Акинфий Никитич смотрел на заросшее землистое лицо Ильи, когда-то такое знакомое, а теперь с трудом узнаваемое. Потухшие, безразличные глаза не выражали никакого интереса к тому, что находилось вокруг. Иногда эти глаза бездумно скользили взглядом по столу, заставленному кушаньями, по портрету Акинфия Демидовича на стене, по лицу Акинфия Никитича, - скользили, ни на чем не задерживаясь и ничего не выражал. Илья не узнал ни горницы, где часто бывал, ни портрета, написанного им самим, ни человека, что сидел напротив.

«Он ничего не помнит,— подумал Демидов и пожалел о своем капризном порыве.

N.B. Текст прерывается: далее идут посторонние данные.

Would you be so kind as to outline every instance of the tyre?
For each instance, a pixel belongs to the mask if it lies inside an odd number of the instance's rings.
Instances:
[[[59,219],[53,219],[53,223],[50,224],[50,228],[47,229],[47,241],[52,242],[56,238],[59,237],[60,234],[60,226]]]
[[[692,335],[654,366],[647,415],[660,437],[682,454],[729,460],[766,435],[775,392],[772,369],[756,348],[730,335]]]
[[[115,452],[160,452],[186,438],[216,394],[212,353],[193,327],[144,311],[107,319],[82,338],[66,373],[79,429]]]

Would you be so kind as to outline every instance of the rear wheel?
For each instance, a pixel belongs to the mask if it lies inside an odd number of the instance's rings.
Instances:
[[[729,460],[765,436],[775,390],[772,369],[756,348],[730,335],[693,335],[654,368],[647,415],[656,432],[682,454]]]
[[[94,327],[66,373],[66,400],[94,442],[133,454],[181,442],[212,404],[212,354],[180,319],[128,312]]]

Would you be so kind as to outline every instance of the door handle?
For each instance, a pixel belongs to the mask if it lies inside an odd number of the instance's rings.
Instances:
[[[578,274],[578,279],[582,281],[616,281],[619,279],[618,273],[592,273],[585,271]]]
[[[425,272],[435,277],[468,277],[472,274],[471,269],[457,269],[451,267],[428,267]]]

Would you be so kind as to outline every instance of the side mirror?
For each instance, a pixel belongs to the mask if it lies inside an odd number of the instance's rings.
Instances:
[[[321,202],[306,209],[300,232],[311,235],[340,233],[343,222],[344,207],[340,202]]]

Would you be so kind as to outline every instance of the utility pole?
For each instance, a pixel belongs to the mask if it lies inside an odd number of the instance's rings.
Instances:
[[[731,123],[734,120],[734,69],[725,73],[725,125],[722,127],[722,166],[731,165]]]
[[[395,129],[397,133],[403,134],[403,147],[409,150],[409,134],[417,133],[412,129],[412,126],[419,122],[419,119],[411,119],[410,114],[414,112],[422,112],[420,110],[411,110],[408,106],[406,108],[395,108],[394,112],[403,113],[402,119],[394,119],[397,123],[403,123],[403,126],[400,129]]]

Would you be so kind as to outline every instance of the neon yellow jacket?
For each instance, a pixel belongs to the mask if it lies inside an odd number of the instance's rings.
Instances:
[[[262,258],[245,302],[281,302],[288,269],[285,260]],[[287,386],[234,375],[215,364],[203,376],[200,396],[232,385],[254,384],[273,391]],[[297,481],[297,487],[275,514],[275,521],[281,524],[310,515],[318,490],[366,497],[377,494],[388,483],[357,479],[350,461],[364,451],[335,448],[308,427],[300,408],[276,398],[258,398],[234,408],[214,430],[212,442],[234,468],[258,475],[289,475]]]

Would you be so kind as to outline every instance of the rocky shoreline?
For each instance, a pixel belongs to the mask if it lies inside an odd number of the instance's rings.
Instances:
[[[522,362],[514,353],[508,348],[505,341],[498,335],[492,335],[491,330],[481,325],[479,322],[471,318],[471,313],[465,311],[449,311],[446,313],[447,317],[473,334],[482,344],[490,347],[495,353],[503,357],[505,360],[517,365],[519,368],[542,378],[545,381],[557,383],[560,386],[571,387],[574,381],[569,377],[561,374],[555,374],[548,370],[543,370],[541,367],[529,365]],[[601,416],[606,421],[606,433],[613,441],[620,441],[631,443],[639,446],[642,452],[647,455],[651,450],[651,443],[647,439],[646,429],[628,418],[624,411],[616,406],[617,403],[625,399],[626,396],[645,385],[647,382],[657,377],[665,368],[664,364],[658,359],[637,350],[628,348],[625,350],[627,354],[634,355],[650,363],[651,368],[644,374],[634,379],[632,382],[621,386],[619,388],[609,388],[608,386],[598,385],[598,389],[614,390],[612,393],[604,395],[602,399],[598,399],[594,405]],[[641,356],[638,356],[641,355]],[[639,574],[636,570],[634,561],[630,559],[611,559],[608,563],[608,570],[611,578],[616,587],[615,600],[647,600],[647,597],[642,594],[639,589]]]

Густые, протяжные, величавые звуки ворвались в горницу. Главный башенный колокол отбивал полночь. При первых же ударах колокола Илья поднял голову. Лицо его дрогнуло и исказилось мучительной гримасой. Он судорожно напрягся, что-то в нем пробудилось, глаза расширились и впились в окно, за которым виднелся силуэт звучащей башни. Затих последний удар колокола, и Илья перевел взгляд на Демидова, всматриваясь в него и напряженно стараясь что-то вспомнить.

— Стоит... не упала...

— Стоит, Илья Алексеевич, стоит.

— Это ты, Акинфий Никитич?

— Я, Илья, я

У Ильи задрожали губы и судорога исказила лицо.

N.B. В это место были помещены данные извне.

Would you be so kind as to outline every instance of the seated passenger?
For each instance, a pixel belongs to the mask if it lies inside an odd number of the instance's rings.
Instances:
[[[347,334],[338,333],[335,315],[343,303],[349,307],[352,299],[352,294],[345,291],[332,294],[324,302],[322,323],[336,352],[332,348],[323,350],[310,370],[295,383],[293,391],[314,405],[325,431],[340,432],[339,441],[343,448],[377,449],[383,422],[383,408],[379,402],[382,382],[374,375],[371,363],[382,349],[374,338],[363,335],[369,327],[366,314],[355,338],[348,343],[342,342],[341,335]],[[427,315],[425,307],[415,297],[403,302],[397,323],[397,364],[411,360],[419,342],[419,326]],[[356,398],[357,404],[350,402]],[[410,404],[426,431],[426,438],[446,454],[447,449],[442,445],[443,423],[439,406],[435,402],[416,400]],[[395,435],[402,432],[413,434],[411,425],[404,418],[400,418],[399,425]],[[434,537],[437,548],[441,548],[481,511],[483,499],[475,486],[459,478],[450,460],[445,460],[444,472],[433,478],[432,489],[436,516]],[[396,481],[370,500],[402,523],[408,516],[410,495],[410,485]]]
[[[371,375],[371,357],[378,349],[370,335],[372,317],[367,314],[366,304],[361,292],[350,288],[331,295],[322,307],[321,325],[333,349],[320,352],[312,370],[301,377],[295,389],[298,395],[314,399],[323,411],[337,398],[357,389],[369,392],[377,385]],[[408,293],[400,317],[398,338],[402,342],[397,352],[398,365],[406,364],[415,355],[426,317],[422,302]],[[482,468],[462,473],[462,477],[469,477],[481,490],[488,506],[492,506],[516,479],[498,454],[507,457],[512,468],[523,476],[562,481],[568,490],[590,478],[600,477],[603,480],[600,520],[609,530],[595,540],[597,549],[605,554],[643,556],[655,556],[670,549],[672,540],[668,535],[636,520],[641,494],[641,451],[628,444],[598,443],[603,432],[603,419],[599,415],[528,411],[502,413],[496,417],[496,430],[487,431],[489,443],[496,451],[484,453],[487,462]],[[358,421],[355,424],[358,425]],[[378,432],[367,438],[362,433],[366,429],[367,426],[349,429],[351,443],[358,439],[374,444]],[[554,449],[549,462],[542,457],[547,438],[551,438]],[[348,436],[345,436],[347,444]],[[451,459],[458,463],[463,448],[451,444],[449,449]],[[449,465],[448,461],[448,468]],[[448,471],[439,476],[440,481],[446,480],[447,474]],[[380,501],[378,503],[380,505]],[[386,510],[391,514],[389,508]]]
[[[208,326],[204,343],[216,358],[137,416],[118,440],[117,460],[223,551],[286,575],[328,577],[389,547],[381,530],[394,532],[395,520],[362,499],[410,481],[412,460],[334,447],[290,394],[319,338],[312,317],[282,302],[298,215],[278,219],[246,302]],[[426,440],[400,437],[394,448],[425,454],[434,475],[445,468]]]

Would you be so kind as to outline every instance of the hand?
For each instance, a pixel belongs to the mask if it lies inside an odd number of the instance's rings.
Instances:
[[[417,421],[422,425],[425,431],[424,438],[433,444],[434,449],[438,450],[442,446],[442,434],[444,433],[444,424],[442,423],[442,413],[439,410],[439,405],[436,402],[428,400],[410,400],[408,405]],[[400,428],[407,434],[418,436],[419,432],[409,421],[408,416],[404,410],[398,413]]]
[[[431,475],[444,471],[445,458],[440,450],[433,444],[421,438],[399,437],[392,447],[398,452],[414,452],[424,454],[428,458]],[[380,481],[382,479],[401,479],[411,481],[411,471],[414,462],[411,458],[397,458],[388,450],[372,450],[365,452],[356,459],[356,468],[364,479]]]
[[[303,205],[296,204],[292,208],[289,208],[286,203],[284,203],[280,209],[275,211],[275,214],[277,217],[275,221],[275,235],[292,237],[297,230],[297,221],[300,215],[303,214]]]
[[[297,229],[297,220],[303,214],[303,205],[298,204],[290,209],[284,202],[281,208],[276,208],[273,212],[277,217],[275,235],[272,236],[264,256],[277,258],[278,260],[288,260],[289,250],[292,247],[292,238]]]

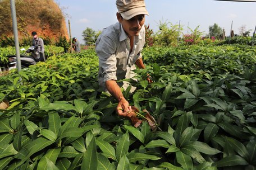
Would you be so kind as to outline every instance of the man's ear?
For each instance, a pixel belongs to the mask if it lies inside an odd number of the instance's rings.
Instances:
[[[122,17],[121,14],[119,12],[116,13],[116,17],[117,18],[117,20],[118,20],[119,22],[122,22]]]

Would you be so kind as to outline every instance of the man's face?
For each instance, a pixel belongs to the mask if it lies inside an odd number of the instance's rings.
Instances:
[[[138,36],[145,23],[145,15],[139,15],[129,20],[122,18],[121,20],[118,19],[118,21],[122,23],[124,30],[129,37]]]

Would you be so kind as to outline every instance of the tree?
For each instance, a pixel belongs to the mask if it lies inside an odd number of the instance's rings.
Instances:
[[[245,25],[242,25],[239,29],[239,34],[243,36],[249,36],[250,32],[252,30],[246,30],[246,26]]]
[[[96,35],[96,32],[89,27],[86,27],[86,29],[83,31],[84,41],[86,45],[94,44],[96,42],[97,36],[98,36],[98,35]]]
[[[168,27],[170,25],[170,27]],[[179,35],[179,25],[173,25],[171,22],[161,22],[158,25],[159,30],[154,35],[154,44],[165,46],[176,46]],[[180,30],[183,30],[180,27]]]
[[[222,35],[222,29],[218,24],[214,23],[213,25],[209,26],[209,34],[210,36],[214,36],[216,39],[218,39],[220,36]]]

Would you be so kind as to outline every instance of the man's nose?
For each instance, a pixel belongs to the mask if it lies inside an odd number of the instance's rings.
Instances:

— За что же ты со мной так?

 

***

У костра сидели трое. Ночная тишина уже спустилась в висимские леса. Первозданная легкая тишина. Только деревья шепчутся совсем- совсем тихо. Лад и покой исходит от лесных дебрей, в коих подальше от суетного мира укрылся раскольничий скит. В этот теплый вечер раннего лета все вокруг настраивало на неторопливые раздумья и в ночном покое растворялась суета людская.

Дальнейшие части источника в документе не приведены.